Hey Sunny, have you fixed the leak yet? If you park the tractor on an incline with the nose up, does it stop? Or nose down, does the drip at the cotter pin slow or stop?

I had the similar leaks; both from the weep hole with the cotter pin and form the HST pipe. Although is appears that this pipe fits into the housing tightly, it doesn't. So if you have oil inside the housing and the level reaches that pipe, it will leak out. I replaced the o-ring, which is internal to the pipe and has nothing to do with the fit between the pipe and the housing, but that didn't stop it. I believe my issue lies within the transmission housing; one of three possible seals is bad and that requires splitting the tractor.
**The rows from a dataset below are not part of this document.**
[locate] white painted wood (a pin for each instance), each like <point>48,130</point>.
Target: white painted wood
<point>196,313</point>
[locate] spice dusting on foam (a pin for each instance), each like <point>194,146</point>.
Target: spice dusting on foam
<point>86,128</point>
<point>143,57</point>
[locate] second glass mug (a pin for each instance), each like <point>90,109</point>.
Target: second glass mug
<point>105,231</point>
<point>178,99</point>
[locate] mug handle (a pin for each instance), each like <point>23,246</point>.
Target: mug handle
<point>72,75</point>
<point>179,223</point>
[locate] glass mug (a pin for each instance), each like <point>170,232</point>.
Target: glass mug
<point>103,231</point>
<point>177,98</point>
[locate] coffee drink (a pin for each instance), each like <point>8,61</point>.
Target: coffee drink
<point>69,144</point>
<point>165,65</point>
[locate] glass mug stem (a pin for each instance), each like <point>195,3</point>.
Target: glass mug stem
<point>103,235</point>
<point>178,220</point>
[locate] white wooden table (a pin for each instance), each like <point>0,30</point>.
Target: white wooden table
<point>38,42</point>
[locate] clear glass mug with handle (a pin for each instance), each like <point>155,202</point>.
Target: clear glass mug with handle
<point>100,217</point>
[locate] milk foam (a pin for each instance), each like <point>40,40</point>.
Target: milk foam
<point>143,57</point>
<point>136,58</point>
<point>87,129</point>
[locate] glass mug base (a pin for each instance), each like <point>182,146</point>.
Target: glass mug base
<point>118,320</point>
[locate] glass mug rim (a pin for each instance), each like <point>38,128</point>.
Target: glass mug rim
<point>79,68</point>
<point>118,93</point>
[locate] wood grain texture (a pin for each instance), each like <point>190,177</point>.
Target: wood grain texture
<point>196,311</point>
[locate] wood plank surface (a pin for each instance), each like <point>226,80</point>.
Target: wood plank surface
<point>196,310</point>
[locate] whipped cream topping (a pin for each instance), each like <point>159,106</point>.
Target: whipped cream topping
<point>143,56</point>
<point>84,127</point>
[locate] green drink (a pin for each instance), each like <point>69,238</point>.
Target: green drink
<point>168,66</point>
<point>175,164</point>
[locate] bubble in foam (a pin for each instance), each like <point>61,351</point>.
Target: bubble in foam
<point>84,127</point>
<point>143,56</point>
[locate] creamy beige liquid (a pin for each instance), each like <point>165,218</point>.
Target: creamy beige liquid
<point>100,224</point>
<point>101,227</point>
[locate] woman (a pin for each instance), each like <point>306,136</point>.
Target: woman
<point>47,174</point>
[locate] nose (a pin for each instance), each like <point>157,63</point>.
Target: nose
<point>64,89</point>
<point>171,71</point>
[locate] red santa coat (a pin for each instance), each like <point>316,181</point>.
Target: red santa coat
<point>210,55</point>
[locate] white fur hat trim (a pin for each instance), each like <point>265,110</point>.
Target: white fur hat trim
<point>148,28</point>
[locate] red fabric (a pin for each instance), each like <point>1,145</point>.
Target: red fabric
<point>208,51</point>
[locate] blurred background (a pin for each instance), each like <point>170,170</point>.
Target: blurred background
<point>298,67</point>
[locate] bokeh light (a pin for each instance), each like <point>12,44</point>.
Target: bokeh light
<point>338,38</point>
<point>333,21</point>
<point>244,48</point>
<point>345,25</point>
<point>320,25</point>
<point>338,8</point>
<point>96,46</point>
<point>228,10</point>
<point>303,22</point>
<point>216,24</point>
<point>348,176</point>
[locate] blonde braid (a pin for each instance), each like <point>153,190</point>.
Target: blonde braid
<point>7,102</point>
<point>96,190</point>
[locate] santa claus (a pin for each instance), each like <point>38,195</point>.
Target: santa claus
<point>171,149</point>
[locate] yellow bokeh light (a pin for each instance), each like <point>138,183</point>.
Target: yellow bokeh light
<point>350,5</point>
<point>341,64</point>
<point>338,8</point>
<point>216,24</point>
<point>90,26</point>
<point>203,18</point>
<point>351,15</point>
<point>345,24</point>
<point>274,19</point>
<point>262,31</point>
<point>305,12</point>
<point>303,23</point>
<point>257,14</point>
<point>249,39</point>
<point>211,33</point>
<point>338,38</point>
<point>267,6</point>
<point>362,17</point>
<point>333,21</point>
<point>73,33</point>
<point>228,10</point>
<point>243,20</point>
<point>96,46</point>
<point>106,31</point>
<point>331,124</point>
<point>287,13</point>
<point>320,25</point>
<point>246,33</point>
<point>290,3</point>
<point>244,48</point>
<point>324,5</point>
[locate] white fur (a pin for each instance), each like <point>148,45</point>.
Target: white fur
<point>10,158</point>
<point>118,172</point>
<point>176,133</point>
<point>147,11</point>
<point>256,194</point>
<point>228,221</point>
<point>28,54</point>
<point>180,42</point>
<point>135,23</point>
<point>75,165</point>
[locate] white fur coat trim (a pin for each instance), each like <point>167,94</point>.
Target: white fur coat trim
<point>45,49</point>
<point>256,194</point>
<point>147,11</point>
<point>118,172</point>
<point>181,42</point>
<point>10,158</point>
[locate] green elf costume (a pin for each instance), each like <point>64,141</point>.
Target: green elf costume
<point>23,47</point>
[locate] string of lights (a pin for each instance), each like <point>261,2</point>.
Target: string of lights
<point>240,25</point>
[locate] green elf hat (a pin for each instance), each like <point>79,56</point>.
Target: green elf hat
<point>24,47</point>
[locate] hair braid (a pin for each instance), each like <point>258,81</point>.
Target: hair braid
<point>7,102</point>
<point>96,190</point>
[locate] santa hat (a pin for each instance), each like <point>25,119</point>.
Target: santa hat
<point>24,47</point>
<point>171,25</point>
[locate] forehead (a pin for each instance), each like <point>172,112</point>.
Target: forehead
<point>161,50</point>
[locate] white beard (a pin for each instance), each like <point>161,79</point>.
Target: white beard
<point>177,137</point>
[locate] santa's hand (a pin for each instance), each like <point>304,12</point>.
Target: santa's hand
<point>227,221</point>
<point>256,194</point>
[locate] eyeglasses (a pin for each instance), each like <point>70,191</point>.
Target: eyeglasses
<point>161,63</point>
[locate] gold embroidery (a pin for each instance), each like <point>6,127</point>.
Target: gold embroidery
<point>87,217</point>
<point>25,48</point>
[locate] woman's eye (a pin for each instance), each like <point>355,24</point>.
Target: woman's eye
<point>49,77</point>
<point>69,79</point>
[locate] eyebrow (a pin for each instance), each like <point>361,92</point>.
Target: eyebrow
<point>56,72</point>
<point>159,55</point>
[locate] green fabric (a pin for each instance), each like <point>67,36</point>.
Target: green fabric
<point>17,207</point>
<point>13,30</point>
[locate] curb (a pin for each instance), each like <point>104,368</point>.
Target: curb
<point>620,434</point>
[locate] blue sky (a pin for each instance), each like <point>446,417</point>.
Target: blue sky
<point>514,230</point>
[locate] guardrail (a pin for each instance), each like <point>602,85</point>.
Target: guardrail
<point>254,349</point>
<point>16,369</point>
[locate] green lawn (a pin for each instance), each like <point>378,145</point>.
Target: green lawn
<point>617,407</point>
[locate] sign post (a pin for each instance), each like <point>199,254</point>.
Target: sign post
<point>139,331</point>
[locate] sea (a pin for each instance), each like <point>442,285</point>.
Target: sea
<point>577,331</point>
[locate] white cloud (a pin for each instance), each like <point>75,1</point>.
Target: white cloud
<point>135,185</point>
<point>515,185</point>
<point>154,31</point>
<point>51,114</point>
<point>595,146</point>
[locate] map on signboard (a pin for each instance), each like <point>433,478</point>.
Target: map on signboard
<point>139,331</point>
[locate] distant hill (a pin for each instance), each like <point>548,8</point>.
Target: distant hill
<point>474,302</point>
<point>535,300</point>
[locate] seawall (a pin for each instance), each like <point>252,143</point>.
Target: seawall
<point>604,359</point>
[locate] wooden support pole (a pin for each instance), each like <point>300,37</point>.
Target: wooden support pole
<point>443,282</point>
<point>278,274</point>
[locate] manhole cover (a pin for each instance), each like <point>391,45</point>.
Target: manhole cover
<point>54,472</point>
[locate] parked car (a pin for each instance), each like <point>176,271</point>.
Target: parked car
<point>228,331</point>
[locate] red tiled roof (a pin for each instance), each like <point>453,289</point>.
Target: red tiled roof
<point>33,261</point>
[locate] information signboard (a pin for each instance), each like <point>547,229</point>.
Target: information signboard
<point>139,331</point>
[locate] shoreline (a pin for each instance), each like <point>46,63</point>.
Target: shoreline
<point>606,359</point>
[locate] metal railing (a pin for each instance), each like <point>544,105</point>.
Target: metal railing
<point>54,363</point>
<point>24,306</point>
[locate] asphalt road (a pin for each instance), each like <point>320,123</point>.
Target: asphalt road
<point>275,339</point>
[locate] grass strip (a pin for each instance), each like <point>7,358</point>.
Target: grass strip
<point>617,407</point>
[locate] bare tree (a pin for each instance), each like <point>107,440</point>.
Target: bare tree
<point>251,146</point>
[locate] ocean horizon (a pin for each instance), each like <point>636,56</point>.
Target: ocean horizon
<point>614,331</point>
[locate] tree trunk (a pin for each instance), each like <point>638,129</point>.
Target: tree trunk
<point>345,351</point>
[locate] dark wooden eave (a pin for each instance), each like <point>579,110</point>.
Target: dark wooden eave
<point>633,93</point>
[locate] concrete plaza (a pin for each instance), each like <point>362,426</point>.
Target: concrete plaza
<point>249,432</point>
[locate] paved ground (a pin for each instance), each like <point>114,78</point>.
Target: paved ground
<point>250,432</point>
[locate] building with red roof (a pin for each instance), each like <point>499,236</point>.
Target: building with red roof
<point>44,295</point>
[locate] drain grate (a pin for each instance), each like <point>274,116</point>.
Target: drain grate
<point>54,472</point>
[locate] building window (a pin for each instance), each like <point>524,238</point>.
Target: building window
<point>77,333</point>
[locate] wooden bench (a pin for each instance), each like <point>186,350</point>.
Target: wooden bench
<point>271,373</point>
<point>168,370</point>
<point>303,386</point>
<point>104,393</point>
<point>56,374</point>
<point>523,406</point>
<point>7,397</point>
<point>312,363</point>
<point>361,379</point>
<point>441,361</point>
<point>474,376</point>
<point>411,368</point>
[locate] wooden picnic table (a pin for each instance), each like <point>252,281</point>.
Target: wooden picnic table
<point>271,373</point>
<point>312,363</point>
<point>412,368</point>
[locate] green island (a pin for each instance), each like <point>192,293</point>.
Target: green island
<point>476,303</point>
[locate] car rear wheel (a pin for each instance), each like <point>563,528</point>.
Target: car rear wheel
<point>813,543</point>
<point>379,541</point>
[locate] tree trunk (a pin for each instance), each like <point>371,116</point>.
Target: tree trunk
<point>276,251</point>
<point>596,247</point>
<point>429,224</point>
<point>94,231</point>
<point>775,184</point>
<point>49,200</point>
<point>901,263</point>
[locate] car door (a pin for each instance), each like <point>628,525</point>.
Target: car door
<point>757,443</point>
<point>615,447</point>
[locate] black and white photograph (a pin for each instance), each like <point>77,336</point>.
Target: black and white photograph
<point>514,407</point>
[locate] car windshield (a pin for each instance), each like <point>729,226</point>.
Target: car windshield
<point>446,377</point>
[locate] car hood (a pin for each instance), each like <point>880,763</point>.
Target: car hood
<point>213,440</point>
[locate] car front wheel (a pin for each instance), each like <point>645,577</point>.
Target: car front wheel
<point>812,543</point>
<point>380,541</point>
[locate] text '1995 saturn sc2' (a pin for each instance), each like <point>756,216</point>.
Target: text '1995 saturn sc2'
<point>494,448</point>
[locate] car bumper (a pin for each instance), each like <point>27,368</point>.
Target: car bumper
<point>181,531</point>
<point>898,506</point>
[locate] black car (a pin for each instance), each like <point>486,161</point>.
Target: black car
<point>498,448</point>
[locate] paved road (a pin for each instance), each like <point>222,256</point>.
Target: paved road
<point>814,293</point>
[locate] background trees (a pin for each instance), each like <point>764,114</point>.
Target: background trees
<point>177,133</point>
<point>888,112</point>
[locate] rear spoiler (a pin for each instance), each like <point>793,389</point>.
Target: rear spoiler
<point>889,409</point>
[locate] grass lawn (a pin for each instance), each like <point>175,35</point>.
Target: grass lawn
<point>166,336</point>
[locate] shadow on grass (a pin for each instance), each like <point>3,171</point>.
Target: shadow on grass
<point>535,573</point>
I plan to replace all of them at that time.


----------



## Tony333 (Sep 2, 2021)

I am having the same problem with my ford 1520 has anyone fixed or found the source of this problem? I have replaced allcthe O rings on all the hard piping into the transmission and started filling it back up. it started leaking right out the left side again where the #12 tube is located on the bottom left side of the case. please respond if anyone has had of fixed this issue. Thank you.


----------